A rebound in exports, widening current-account surpluses for some nations and an ongoing global chase for yields are fueling optimism that regional currencies will extend their rally into 2018. A gauge of Asian currencies is up 5.5 percent this year, set for its best performance since 1998. South Korea’s won is leading spot gains, while the ringgit tops in terms of total returns.
“We expect the Asian economies to do well as the global recovery broadens out,” said Wilfred Wee, a Singapore-based fund manager at Investec Asset Management Ltd., which oversees $132 billion globally. “We can expect Asian currency strength to sustain into 2018.”
But there are risks too. While the Federal Reserve this week maintained its projections for three interest-rate increases in 2018, a more hawkish tilt could spoil the party for Asian exchange rates. A surprise jump in global inflation or a war on the Korean peninsula are other spoilers, say investors, who also favor Indonesia’s rupiah and the Indian rupee, while being less optimistic about Thailand’s baht and the won.
Here are the detailed comments on major Asian currencies:
Malaysian ringgit
This year has marked a turnaround for the ringgit, which has rebounded from a 19-year low on the back of surging oil prices and bets the central bank will tighten policy. With prospects for better exports and economic growth, the currency has delivered a total return of more than 13 percent.
Chinese yuan
The offshore yuan is set to halt three years of losses as exports rise and manufacturing activity firms up. The PBOC’s move Thursday to boost market interest rates showcased authorities’ determination to continue with a deleveraging campaign that’s propelled bond yields.

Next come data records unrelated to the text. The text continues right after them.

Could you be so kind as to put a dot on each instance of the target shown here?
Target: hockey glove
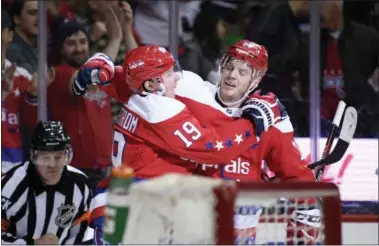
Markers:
(263, 110)
(98, 70)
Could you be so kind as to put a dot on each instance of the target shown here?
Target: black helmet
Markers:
(50, 136)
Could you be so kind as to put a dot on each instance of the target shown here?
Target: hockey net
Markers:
(176, 209)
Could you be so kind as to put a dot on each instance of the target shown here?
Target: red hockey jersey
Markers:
(11, 140)
(154, 132)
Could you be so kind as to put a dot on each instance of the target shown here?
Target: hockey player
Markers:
(188, 134)
(150, 158)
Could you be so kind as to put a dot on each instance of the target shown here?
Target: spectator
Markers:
(205, 50)
(87, 119)
(23, 49)
(273, 25)
(349, 58)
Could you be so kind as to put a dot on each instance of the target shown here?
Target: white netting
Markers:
(176, 209)
(268, 218)
(172, 209)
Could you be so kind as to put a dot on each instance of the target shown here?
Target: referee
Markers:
(44, 200)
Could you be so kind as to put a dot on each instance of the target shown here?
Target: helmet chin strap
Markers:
(237, 103)
(160, 92)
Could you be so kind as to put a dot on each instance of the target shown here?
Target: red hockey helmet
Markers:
(146, 63)
(253, 54)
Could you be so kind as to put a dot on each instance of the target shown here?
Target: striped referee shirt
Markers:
(30, 209)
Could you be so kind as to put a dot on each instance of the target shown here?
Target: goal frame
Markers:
(328, 191)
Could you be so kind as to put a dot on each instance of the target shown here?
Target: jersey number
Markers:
(190, 130)
(118, 147)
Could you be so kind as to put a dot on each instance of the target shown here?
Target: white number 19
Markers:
(191, 130)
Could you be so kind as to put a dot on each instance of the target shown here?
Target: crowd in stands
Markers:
(77, 29)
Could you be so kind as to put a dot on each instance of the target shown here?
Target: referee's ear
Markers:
(4, 225)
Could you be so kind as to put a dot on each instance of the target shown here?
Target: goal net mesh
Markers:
(176, 209)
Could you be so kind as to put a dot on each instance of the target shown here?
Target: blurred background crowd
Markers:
(349, 57)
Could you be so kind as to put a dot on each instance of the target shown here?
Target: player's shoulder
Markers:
(76, 176)
(153, 108)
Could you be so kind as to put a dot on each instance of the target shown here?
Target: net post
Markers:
(225, 196)
(332, 220)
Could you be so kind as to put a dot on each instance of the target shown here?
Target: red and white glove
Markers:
(98, 70)
(263, 110)
(304, 225)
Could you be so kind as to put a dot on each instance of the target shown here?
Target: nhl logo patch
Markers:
(65, 215)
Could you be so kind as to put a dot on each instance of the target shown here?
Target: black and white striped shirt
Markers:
(30, 209)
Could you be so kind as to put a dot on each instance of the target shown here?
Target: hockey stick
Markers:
(332, 133)
(349, 124)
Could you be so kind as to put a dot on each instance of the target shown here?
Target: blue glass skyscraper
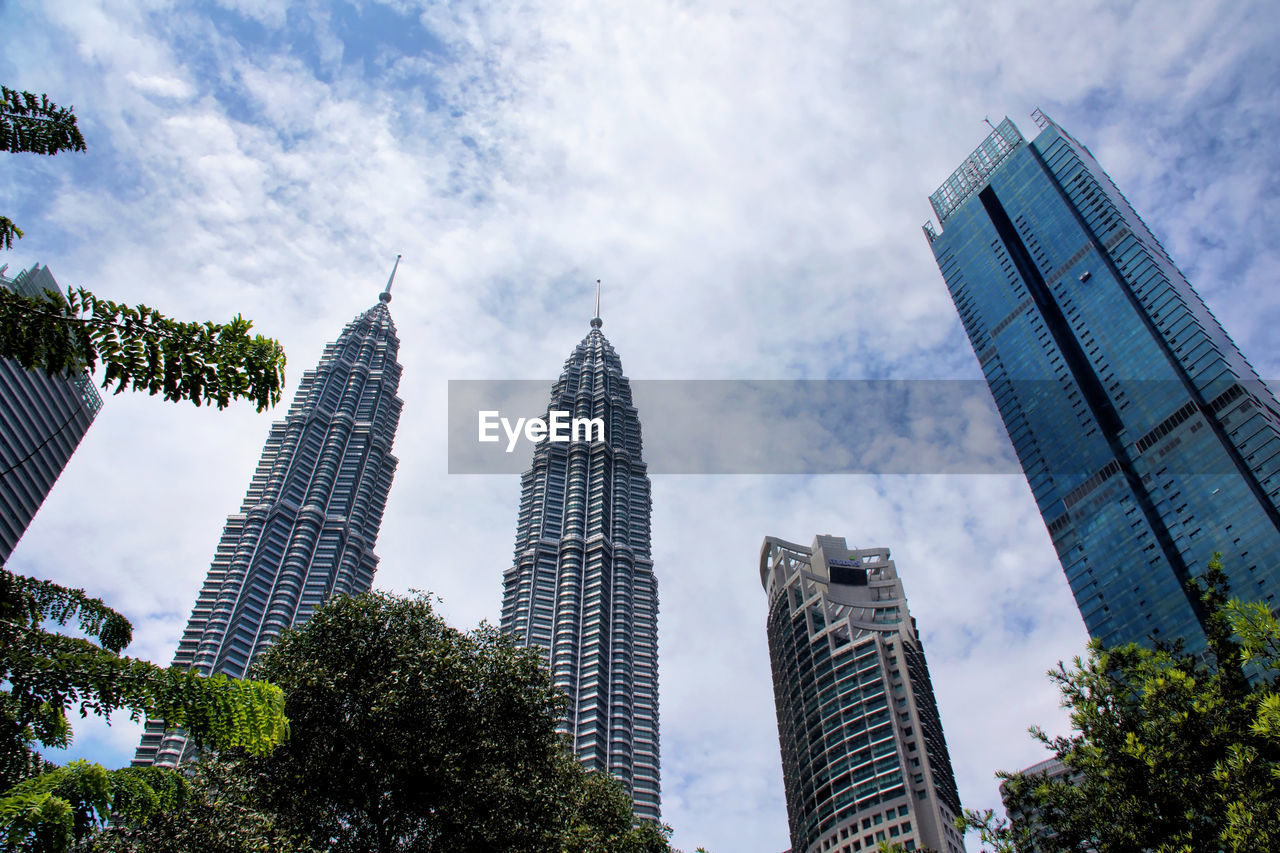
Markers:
(310, 518)
(1146, 436)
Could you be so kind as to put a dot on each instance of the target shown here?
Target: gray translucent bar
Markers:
(848, 427)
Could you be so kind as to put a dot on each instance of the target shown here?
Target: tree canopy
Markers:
(412, 735)
(45, 674)
(1170, 753)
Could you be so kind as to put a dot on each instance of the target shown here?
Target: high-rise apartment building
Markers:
(581, 585)
(310, 519)
(1144, 434)
(863, 755)
(42, 419)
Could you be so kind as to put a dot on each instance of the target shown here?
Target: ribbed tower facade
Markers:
(42, 420)
(309, 523)
(863, 755)
(581, 587)
(1146, 436)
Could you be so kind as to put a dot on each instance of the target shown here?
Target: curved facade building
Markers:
(863, 755)
(581, 585)
(310, 519)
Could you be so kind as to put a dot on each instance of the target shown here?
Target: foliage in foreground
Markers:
(138, 347)
(44, 674)
(215, 815)
(1169, 755)
(411, 735)
(406, 735)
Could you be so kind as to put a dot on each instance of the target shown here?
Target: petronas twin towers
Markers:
(581, 587)
(310, 518)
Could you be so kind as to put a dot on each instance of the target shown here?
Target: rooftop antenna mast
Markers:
(385, 296)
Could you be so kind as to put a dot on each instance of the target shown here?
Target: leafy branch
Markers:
(36, 124)
(141, 349)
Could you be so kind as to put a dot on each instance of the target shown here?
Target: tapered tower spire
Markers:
(385, 296)
(309, 523)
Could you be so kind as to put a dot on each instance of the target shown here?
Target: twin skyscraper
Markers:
(1148, 442)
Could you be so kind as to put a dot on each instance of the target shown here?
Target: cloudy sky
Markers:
(749, 179)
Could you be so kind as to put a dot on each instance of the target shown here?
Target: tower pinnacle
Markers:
(385, 296)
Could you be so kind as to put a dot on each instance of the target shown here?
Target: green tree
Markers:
(45, 674)
(215, 813)
(138, 347)
(411, 735)
(1169, 753)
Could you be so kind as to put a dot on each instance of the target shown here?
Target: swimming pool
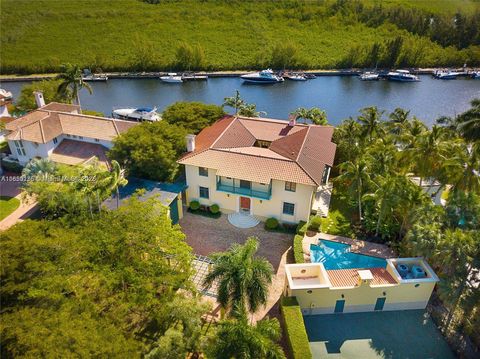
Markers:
(336, 255)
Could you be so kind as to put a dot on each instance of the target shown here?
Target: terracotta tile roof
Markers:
(350, 278)
(42, 126)
(61, 107)
(249, 167)
(71, 152)
(297, 153)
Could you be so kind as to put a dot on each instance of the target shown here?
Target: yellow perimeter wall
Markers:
(263, 209)
(363, 298)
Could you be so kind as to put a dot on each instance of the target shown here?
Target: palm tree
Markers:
(235, 102)
(115, 180)
(243, 279)
(356, 175)
(72, 82)
(236, 338)
(398, 121)
(370, 119)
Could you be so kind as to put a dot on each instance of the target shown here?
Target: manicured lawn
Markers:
(339, 215)
(8, 205)
(378, 335)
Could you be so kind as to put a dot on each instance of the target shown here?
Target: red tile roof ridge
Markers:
(235, 118)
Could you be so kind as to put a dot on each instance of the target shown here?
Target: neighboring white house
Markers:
(58, 131)
(261, 167)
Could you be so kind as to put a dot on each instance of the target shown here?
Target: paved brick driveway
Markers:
(208, 235)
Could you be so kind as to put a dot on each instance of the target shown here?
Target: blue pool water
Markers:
(336, 255)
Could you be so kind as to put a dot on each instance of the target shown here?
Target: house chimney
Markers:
(292, 120)
(39, 98)
(190, 143)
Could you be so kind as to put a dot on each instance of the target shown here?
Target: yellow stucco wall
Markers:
(363, 298)
(302, 197)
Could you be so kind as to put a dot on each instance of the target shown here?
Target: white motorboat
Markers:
(296, 77)
(369, 76)
(172, 77)
(89, 76)
(402, 76)
(137, 114)
(447, 75)
(262, 77)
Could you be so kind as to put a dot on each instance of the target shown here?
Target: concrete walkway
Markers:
(207, 235)
(26, 208)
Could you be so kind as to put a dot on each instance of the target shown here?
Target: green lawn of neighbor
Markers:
(376, 335)
(8, 205)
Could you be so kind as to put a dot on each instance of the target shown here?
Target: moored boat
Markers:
(172, 77)
(295, 76)
(137, 114)
(402, 76)
(369, 76)
(89, 76)
(262, 77)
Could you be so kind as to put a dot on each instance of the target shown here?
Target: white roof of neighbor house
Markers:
(55, 119)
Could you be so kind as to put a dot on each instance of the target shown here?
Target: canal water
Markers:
(340, 96)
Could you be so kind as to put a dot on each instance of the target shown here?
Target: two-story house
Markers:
(60, 132)
(260, 167)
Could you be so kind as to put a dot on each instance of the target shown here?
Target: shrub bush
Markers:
(315, 224)
(214, 208)
(294, 328)
(11, 166)
(298, 249)
(302, 228)
(271, 223)
(194, 205)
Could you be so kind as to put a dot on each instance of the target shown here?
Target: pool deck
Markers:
(357, 246)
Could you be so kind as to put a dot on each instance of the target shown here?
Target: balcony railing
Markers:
(236, 189)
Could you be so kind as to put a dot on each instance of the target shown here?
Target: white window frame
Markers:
(294, 208)
(20, 148)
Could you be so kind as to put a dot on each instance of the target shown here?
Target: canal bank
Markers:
(340, 96)
(213, 74)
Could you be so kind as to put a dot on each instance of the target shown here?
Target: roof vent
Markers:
(39, 98)
(190, 143)
(292, 120)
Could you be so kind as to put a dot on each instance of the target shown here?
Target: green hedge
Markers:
(315, 224)
(302, 228)
(298, 249)
(294, 328)
(11, 166)
(271, 223)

That bodes well for the yuan in 2018 as higher rates are seen luring investors.
Indian rupee
Having risen more than 5 percent, the rupee is on course for its first annual advance since 2010 as Indian stocks and bonds have attracted global funds on the promise of economic reforms and political stability.
Indonesian rupiah
Once part of Morgan Stanley’s “Fragile Five,” the rupiah has rallied due to a combination of high yields and an improving economic outlook. Buoyant agriculture prices are expected to add to tailwinds for the commodity-exporting nation, as optimism around President Joko Widodo’s reforms burnishes the rupiah’s appeal.
South Korean won
South Korea’s won weathered bouts of bond outflows and multiple missile tests from North Korea to lead Asia with an 11 percent gain this year. Analysts expect the won to lose some ground heading into early 2018 with most of the positives, including higher domestic interest rates, seen as already being in the price.
Thai baht
With a 10 percent advance, the baht is the region’s second-best performer this year, thanks to Thailand’s current-account surplus, rising exports and bond inflows.